This particularly comes together in the making of man. The sequence runs together: formed, breathed (2:7, but as the two passages go together, (refer for example to this article) I think this passage is germane); there are no logical gaps in the volition-to-outcome stream that I can see.

The critical context for consideration of the impact of ‘long durations’ is that, as far as I know, the Judaeo-Christian cosmology is the only one with short durations: all pagan cosmologies, including those that would have been known at the time in the ANE, that I’m aware of, have very long durations for earth or cosmic existence, which itself is a telling matter, I think. Now we have, in the last couple of hundred years a resurgence of the pagan-originated long ages.

Long durations have a couple of effects: they either would provide the time for chance to operate on matter; or they for practical purposes would remove the question of our maker’s identity and relationship with us from our consideration: it happened so long ago as to not matter.

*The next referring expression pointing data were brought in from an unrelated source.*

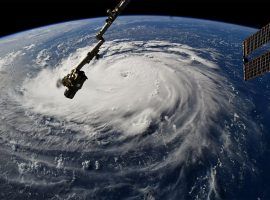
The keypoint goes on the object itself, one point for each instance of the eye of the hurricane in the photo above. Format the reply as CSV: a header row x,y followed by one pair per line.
x,y
134,89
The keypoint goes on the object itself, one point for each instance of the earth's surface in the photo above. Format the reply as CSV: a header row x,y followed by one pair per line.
x,y
164,114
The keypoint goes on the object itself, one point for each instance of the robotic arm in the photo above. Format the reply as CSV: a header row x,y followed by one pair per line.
x,y
75,80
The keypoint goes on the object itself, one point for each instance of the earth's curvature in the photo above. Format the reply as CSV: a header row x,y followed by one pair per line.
x,y
164,114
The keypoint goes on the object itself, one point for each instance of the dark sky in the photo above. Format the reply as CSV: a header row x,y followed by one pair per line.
x,y
26,14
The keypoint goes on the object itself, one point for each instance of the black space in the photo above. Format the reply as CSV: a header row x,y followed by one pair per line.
x,y
21,15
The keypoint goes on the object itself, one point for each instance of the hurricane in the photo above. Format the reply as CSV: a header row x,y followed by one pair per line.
x,y
146,124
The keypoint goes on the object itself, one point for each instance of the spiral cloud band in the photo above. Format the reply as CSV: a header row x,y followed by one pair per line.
x,y
146,108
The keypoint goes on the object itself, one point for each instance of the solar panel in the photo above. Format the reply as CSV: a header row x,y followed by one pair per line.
x,y
257,66
256,40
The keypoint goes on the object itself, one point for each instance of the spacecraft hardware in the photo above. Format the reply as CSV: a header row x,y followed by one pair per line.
x,y
76,78
254,67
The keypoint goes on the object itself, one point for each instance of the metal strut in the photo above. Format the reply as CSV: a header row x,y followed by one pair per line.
x,y
76,78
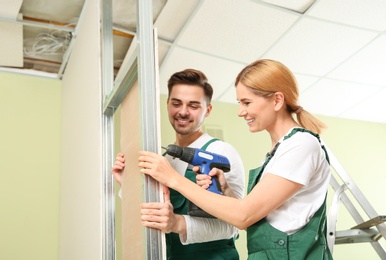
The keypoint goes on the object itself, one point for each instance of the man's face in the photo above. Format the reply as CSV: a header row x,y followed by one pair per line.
x,y
187,108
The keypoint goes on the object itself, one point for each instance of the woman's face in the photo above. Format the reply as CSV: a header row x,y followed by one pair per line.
x,y
257,111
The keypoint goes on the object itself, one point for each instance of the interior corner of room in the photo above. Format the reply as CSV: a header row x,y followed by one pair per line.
x,y
56,57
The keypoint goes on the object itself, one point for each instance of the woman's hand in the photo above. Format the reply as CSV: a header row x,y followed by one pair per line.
x,y
158,167
118,167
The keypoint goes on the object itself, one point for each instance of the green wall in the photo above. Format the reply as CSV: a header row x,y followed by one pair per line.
x,y
29,168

Time is the great ‘existential removalist’. Great periods speak of uninterest on the part of a creator who removed himself so far in time. Time is also the great existential coupler: in a relationship, we join in time, not in denial of time and temporal proximity is paramount.

In modern times, long periods serve to eliminate a creator, at least as we know him. Hutton, for instance, was driven explicitly by his deism and belief in eternal matter and cyclical history to propose what has become geological time. Nothing scientific about that! Long ages being indicative of random physical processes operating successfully is that they eliminate will, that is, the will of a person. The converse of course is that speedy action is a mark of the operation of will, given capability, and certainly if the operation is by spoken word, with its unavoidable immediacy. As a comparison, there’s an old saw amongst engineers that anyone can build a bridge, but an engineer will do it quickly and cheaply. That is, will, in the form of intelligence in this case, will do it faster than lack thereof.

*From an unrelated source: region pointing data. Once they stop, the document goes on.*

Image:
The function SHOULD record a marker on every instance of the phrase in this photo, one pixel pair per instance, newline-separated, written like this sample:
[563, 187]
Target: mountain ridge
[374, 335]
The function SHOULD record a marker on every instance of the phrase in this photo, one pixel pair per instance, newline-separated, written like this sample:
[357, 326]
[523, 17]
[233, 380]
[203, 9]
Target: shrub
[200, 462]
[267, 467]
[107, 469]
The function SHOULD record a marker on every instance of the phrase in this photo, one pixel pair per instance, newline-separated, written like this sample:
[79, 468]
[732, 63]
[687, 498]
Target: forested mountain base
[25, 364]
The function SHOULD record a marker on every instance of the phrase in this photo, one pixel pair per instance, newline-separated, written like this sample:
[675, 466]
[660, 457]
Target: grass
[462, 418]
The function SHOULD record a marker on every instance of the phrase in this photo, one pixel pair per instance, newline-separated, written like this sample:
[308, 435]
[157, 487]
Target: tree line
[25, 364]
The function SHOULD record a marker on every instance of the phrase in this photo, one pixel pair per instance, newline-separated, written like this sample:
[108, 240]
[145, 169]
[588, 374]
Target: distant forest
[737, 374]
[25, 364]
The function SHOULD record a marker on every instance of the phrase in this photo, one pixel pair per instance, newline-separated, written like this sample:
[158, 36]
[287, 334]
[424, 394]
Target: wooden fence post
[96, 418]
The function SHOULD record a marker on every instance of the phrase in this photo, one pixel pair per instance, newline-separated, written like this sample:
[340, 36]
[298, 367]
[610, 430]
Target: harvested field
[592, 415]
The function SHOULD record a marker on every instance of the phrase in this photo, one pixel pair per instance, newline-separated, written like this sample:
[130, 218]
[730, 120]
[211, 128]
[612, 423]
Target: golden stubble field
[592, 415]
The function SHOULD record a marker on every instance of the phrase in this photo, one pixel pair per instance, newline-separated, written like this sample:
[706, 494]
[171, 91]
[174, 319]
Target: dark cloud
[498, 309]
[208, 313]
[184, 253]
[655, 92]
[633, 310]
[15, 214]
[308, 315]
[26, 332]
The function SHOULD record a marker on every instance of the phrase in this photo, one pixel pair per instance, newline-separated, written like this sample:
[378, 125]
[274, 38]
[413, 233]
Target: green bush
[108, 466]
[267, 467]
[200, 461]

I think one of the limbs of the polemic strength of the creation account (against origin fictions) is not only that it sets out what happened, in opposition to what did not happen, and thus gives us our foundation, not our myth, but its speed eliminates alternatives. Deny the speed, and alternative are invited with the possibility created of time providing a generative means when it in fact has none.

‘Long ages’ creates a dependency of our knowledge of God upon matter and how it works, rather than on God and his revelation. It allows the mistaking of the creation for the creator, and accommodates lines of thinking that deny a creator.